Hang, an eccentric 56-year-old who owns the big-box chain Havan, is a retail rock star in Brazil, a free-market evangelist and arguably Jair Bolsonaro’s most passionate booster in the business community. He’s pulling out the stops to encourage his many devotees to support the far-right president’s plans to transform the country by, among other things, relaxing gun-control laws, cutting back on environmental protections and embracing capitalism big time.

To Hang, the choice is obvious. “We’re a country of losers. We can be winners.”

A whirlwind on social media, his feeds are a mix of inspirational quotes, shout-outs to employees, animated attacks on leftists and more.

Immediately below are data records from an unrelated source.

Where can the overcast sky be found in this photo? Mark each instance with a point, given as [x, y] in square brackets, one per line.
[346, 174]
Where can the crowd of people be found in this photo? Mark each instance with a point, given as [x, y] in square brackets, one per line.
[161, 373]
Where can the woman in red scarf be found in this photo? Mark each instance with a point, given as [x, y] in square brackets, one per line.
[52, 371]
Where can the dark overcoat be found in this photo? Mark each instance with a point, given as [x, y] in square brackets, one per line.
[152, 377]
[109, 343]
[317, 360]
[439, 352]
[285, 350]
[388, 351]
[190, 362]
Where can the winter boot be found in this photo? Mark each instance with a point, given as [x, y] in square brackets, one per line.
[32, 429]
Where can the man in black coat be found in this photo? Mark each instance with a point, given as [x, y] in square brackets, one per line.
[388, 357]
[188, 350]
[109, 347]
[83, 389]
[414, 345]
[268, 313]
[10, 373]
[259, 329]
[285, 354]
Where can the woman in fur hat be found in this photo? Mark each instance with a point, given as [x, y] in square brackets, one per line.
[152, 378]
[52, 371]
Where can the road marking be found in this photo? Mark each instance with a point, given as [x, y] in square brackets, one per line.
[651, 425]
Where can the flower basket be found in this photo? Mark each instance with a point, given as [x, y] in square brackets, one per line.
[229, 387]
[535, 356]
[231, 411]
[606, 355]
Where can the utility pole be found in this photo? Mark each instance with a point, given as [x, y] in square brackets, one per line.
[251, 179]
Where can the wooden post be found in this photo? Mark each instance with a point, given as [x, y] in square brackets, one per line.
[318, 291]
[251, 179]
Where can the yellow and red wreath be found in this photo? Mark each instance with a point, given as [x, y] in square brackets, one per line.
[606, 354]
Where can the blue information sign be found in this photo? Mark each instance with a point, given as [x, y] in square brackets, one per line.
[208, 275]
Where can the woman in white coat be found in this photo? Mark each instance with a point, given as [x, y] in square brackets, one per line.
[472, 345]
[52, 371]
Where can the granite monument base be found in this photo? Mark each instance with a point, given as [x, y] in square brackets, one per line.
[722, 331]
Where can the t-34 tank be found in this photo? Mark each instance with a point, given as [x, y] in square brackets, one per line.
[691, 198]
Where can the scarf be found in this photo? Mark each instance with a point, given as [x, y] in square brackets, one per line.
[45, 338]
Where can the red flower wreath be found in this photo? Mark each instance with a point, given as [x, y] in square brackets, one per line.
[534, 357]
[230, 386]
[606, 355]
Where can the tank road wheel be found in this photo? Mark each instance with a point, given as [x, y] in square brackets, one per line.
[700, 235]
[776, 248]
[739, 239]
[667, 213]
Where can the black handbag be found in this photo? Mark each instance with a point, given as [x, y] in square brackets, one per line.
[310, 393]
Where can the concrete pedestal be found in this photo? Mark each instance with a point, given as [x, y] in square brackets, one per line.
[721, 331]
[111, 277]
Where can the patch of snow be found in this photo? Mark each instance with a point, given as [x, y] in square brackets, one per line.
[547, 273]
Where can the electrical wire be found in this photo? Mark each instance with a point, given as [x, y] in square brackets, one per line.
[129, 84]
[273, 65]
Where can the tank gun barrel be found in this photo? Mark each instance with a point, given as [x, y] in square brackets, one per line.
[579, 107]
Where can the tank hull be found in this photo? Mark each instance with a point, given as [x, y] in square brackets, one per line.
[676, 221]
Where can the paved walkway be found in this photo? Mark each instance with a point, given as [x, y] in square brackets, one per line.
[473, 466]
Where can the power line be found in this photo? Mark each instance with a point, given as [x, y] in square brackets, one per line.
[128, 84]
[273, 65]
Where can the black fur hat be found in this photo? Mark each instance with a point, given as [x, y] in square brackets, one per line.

Some messages are delivered in costume; recently he has been Robin Hood, a gaucho and Dom Pedro I, complete with a hobby horse.

‘We’re a Country of Losers’: Brazil’s Brashest Billionaire Goes Off

The political thrust is always the same. Free markets are the future. The left is the root of all evil. Donald Trump is the best. Barack Obama destroyed America. Bolsonaro is a “humble, cheerful and patriotic man.”

The president, a former army captain who has been nostalgic about the brutal military dictatorship that ruled Brazil for 21 years, needs friends like Hang. Bolsonaro’s star has fallen in the polls and he has antagonized key allies since taking office in January. His cabinet is mired in controversy and infighting. His policy initiatives aren’t gaining much traction, even those, such as overhauling the public pension system, widely viewed as imperative as Brazil slowly emerges from the worst recession in a century. Pension reform is Hang’s favorite political topic.

While he may come off as a goofball (just watch the video of the party he threw to celebrate the first anniversary of the imprisonment of former President Luiz Inacio Lula da Silva), he is taken seriously in political circles.

“He’s a very controversial character,” said Eduardo Grin, a political scientist at Fundacao Getulio Vargas’ School of Business of Administration, but he has become the voice of “a business elite that is very aligned with rising conservative forces.”

He also knows how to rally a crowd. Hang was in full zany mode at a recent opening in a shopping mall in Indaiatuba, a town in Sao Paulo, Brazil’s most populous state. Like its owner, there is nothing subtle about the 5,000-square-meter store. Its massive facade looks like the others in the chain, modeled (vaguely) after the White House. But it lacks a Havan feature that is famous, or infamous, depending on your view, because the mall owners wouldn’t allow it: Most stores are graced by towering replicas of the Statue of Liberty.

Hundreds of employees in “We believe in Brazil” T-shirts — the boss was wearing one too — cheered as Hang ascended a stage near displays of sheets and blankets. For 40 minutes, he jumped up and down, made jokes, introduced his mother and wife and praised virtues including being bold, patriotic and respectful to one’s parents.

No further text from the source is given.